Thread: The REAL cost of joins

The REAL cost of joins

From
Marcin Krol
Date:
Hello everyone,

I have inadvertently set off a furball on an unrelated ng on what is the
actual cost of SQL joins. But there's no reliable conclusion. I would
like to actually know that, that is, are JOINs truly expensive?

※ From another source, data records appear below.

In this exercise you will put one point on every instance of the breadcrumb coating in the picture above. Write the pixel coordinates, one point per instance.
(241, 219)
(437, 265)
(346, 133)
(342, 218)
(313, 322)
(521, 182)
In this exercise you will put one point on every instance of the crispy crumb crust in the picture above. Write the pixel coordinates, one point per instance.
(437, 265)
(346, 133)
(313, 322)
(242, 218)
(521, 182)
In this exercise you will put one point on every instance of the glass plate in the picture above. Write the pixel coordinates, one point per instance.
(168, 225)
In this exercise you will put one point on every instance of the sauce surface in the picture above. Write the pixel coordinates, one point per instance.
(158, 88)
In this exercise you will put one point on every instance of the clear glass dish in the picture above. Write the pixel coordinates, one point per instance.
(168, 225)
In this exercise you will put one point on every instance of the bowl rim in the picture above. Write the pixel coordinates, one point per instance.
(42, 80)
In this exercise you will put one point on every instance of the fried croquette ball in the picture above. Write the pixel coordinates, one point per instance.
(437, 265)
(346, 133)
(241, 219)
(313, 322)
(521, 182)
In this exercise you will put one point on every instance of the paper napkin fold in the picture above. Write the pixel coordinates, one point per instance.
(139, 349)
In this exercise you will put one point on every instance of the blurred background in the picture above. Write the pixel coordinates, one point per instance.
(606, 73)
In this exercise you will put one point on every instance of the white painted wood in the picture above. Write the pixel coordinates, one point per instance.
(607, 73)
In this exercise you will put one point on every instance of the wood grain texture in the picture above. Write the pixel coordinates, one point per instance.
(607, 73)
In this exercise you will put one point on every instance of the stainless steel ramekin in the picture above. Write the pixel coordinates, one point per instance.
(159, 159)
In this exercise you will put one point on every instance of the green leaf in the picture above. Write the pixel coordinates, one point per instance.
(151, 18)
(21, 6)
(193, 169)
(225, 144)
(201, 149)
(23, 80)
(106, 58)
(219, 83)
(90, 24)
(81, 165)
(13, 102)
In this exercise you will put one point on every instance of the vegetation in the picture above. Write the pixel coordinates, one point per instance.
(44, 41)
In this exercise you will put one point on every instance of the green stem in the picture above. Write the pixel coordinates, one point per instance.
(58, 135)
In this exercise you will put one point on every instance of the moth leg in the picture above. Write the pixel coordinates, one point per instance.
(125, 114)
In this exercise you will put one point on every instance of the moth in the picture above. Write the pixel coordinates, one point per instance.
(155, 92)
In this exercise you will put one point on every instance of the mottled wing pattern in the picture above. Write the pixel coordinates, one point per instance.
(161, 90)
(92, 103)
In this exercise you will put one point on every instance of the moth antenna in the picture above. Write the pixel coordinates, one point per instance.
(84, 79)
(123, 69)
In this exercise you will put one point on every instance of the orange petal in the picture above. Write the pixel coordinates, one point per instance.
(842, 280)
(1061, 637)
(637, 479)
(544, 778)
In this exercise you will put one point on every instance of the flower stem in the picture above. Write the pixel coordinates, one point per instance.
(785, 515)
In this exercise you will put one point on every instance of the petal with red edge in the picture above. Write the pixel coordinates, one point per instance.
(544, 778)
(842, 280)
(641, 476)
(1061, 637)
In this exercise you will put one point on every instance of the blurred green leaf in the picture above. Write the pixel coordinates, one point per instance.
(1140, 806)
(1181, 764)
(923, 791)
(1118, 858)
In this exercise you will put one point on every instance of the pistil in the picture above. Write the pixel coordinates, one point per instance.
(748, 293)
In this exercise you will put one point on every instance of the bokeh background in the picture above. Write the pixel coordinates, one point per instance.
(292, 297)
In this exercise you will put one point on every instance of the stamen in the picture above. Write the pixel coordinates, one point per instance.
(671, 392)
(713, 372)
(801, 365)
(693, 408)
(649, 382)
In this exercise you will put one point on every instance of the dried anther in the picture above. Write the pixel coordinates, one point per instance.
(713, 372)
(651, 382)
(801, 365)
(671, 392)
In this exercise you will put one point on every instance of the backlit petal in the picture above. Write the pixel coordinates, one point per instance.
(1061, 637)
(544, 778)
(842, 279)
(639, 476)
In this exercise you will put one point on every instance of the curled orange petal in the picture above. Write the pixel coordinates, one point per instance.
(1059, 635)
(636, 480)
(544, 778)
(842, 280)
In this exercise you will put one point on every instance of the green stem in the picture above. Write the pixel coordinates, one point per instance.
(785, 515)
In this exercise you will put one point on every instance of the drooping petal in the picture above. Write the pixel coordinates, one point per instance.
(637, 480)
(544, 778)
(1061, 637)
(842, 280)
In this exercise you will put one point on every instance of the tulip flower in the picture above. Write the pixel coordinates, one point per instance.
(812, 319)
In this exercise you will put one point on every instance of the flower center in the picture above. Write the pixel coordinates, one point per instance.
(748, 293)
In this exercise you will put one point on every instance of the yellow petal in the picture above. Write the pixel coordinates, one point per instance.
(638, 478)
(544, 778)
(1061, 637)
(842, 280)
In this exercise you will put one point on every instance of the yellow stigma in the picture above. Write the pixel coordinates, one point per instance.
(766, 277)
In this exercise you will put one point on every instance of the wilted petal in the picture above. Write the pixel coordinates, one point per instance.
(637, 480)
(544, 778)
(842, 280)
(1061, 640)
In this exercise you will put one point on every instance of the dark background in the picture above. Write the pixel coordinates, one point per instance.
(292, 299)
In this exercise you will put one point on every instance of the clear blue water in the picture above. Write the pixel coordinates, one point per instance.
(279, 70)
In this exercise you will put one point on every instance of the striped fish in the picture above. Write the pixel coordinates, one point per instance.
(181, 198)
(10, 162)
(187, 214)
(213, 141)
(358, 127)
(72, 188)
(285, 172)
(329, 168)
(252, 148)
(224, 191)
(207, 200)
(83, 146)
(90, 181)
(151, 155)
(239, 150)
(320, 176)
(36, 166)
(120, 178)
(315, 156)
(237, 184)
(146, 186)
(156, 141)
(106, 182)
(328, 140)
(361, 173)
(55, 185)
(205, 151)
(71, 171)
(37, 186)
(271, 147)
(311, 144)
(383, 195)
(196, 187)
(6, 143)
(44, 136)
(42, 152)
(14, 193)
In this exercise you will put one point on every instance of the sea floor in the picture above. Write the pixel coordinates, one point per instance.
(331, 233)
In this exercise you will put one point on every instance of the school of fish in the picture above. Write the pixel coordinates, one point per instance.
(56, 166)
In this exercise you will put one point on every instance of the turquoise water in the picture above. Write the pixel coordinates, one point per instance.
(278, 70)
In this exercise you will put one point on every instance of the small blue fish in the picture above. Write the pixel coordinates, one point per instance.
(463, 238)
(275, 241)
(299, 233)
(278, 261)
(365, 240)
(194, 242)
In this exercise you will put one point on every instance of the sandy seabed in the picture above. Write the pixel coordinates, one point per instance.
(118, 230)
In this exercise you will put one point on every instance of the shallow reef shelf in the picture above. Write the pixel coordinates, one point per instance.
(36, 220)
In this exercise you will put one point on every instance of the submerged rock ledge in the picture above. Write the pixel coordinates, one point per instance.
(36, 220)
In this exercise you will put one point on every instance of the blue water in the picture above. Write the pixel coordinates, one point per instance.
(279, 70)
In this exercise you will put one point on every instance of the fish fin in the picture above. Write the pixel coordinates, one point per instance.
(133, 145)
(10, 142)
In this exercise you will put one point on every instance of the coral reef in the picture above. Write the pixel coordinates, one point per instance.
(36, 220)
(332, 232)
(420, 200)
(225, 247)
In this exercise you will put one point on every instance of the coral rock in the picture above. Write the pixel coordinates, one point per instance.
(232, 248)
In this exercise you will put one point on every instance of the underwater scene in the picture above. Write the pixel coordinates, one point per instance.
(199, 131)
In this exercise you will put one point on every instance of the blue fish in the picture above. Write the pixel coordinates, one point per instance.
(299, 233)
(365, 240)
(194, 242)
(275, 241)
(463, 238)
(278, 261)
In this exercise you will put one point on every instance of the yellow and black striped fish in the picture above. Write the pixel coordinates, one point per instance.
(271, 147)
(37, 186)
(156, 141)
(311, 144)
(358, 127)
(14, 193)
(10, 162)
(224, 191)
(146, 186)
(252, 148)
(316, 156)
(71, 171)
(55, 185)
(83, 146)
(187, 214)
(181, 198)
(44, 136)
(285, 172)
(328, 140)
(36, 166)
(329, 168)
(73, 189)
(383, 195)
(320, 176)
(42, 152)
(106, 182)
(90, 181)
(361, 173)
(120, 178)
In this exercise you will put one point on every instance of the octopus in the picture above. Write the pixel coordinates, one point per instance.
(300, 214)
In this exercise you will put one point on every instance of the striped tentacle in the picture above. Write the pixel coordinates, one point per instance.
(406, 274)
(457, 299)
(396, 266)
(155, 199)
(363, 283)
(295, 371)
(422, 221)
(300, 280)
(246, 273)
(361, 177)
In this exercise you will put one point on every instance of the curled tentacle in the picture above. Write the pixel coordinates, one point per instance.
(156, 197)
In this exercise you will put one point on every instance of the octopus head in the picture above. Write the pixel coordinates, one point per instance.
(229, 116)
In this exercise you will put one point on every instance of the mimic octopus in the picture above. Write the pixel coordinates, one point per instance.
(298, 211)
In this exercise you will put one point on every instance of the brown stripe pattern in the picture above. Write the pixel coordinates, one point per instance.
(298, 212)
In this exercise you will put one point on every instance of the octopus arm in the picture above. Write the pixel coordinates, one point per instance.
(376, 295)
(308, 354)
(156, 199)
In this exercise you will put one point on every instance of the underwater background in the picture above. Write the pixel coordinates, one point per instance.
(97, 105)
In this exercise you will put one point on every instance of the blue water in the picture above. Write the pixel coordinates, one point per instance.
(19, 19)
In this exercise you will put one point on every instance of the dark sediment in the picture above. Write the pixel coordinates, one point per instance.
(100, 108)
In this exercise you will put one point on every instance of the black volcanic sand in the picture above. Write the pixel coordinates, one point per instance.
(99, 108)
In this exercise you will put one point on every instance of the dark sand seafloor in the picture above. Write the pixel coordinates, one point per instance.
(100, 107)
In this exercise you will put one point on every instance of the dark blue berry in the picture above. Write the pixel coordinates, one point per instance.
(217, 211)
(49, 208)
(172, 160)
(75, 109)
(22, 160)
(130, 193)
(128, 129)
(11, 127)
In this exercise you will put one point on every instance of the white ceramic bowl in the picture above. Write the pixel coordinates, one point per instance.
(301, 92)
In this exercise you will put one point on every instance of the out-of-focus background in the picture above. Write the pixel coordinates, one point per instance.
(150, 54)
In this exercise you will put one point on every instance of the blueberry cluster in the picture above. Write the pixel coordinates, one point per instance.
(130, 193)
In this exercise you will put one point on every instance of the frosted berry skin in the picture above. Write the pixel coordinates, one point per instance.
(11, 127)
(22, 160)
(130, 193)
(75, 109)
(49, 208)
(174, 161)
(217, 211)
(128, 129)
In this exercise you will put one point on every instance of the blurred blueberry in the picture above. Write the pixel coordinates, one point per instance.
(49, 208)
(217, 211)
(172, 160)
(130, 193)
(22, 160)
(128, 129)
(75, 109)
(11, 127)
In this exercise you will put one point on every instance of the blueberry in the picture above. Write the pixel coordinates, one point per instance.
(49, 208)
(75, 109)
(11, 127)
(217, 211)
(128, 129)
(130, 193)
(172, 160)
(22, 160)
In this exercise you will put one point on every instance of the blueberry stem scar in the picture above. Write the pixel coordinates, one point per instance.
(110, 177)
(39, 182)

As they say, one measurement is worth a thousand opinions, so I've done
measurement on my PG app:

$ time echo "\c hrs;
SELECT hosts.ip, reservation.start_date, architecture.architecture,
os_kind.os_kind, os_rel.os_rel, os_version.os_version, project.project,
email.email FROM hosts
  INNER JOIN project ON project.id = hosts.project_id
  INNER JOIN architecture ON hosts.architecture_id = architecture.id
  INNER JOIN os_kind ON os_kind.id = hosts.os_kind_id
  INNER JOIN os_rel ON hosts.os_rel_id = os_rel.id
  INNER JOIN os_version ON hosts.os_version_id = os_version.id
  INNER JOIN reservation_hosts ON hosts.id = reservation_hosts.host_id
  INNER JOIN reservation on reservation.id =
reservation_hosts.reservation_id
  INNER JOIN email ON reservation.email_id = email.id

;" | psql > /dev/null

real    0m0.099s
user    0m0.015s
sys     0m0.005s



$ time echo "\c hrs;
 > SELECT hosts.ip FROM hosts;
 > SELECT reservation.start_date FROM reservation;
 > SELECT architecture.architecture FROM architecture;
 > SELECT os_rel.os_rel FROM os_rel;
 > SELECT os_version.os_version FROM os_version;
 > SELECT project.project FROM project;
 > SELECT email.email FROM email;
 > " | psql > /dev/null

real    0m0.046s
user    0m0.008s
sys     0m0.004s

Note: I've created indexes on those tables, both on data columns like
hosts.ip and on .id columns.

What do you think of this? And in general: when (if?) should one
denormalize data?

Regards,
mk


Re: The REAL cost of joins

From
Peter Hunsberger
Date:
On Wed, Mar 3, 2010 at 3:59 PM, Marcin Krol <mrkafk@gmail.com> wrote:
>
> Hello everyone,
>
> I have inadvertently set off a furball on an unrelated ng on what is the actual cost of SQL joins. But there's no
reliableconclusion. I would like to actually know that, that is, are JOINs truly expensive? 
>
> As they say, one measurement is worth a thousand opinions, so I've done measurement on my PG app:
>
> $ time echo "\c hrs;
> SELECT hosts.ip, reservation.start_date, architecture.architecture, os_kind.os_kind, os_rel.os_rel,
os_version.os_version,project.project, email.email FROM hosts 
>  INNER JOIN project ON project.id = hosts.project_id
>  INNER JOIN architecture ON hosts.architecture_id = architecture.id
>  INNER JOIN os_kind ON os_kind.id = hosts.os_kind_id
>  INNER JOIN os_rel ON hosts.os_rel_id = os_rel.id
>  INNER JOIN os_version ON hosts.os_version_id = os_version.id
>  INNER JOIN reservation_hosts ON hosts.id = reservation_hosts.host_id
>  INNER JOIN reservation on reservation.id = reservation_hosts.reservation_id
>  INNER JOIN email ON reservation.email_id = email.id
>
> ;" | psql > /dev/null
>
> real    0m0.099s
> user    0m0.015s
> sys     0m0.005s
>
>
>
> $ time echo "\c hrs;
> > SELECT hosts.ip FROM hosts;
> > SELECT reservation.start_date FROM reservation;
> > SELECT architecture.architecture FROM architecture;
> > SELECT os_rel.os_rel FROM os_rel;
> > SELECT os_version.os_version FROM os_version;
> > SELECT project.project FROM project;
> > SELECT email.email FROM email;
> > " | psql > /dev/null
>
> real    0m0.046s
> user    0m0.008s
> sys     0m0.004s
>
> Note: I've created indexes on those tables, both on data columns like hosts.ip and on .id columns.
>
> What do you think of this? And in general: when (if?) should one denormalize data?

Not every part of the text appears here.